The Perils and Promises of a Popular Yet Controversial Financing Method

Tax increment financing has been used to build stadiums, libraries and parks.

GROCERY-STORE
TIFs are sometimes used to build Whole Foods stores, not storm sewers.
(Flickr/Tony B)
Tax increment financing (TIF) is one of the most popular financing techniques in a locality’s toolbox. It’s also one of the most unpopular methods among some policy wonks. Intended to eliminate blight in the poorest neighborhoods, TIF projects are often criticized for funneling money away from core services and to neighborhoods that are neither blighted nor poor. But the problem with TIF isn’t the policy itself. When applied properly, TIF can bring the notions of value capture and financial accountability to public works. 

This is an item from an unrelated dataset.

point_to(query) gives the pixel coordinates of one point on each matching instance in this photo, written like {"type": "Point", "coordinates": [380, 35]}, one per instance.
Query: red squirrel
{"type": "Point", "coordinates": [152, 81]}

TIF policies vary by structure. But generally TIF works like this: A municipality approves and floats bonds for a new amenity. Then the municipality draws a boundary around the area, estimating which properties will benefit from the amenity. To pay the debt, the municipality uses the added property or sales tax revenue -- called the “increment” -- that results from within the boundary. 

TIF is controversial because it’s become a financing source, and in some cases a slush fund, for some municipalities to speculate on private redevelopment projects. In Chicago, up to one-sixth of the budget has been used for TIF projects, including construction of a Marriott and a Whole Foods. Many of urban America’s much-maligned stadiums and convention centers were funded through TIFs. Because TIF began as a blight combatant, it’s also been used for the controversial practice of performing eminent domain for private uses, such as when Detroit demolished a neighborhood for a GM plant.  

But TIF isn’t all bad. A better use for TIF has been for core public works projects, such as libraries, parks, underground infrastructure and street improvements. Mass transit has been a particularly common TIF-funded amenity, which is fitting given that transit is generally built near intensive, revenue-generating uses.

There are several advantages to using TIF, rather than money from the general fund, for these public goods. First, it forces neighborhoods to fund their own amenities. People who benefit from proximity to a project via higher property values, added commerce, or use of that amenity, will actually pay for it. This matters in an age when struggling inner-city neighborhoods and outer suburbs alike resent funding downtown projects that have little to do with them, especially if that means their own services are cut. Second, TIF incentivizes governments to use the land within TIF boundaries for high revenue-generating purposes. 

Of course, TIF doesn’t guarantee against boondoggles. But a third asset is that TIF, if structured properly, encourages accountability. If officials know that a project must pay for itself through added tax receipts in a specific location, they’ll be more cautious about what and where they build. And because TIF demands a before-and-after look at an area’s revenue levels, it clarifies whether an amenity has worked.  

TIF is not the only value-capture option. Other options include special assessment districts, land value taxes and developmental impact fees. While varying in substance, all of these value-capture policies are much more pragmatic and targeted than simply funding projects willy-nilly through the general fund. The key is to use them on public goods, rather than on private real estate speculations that ultimately should be left to the market.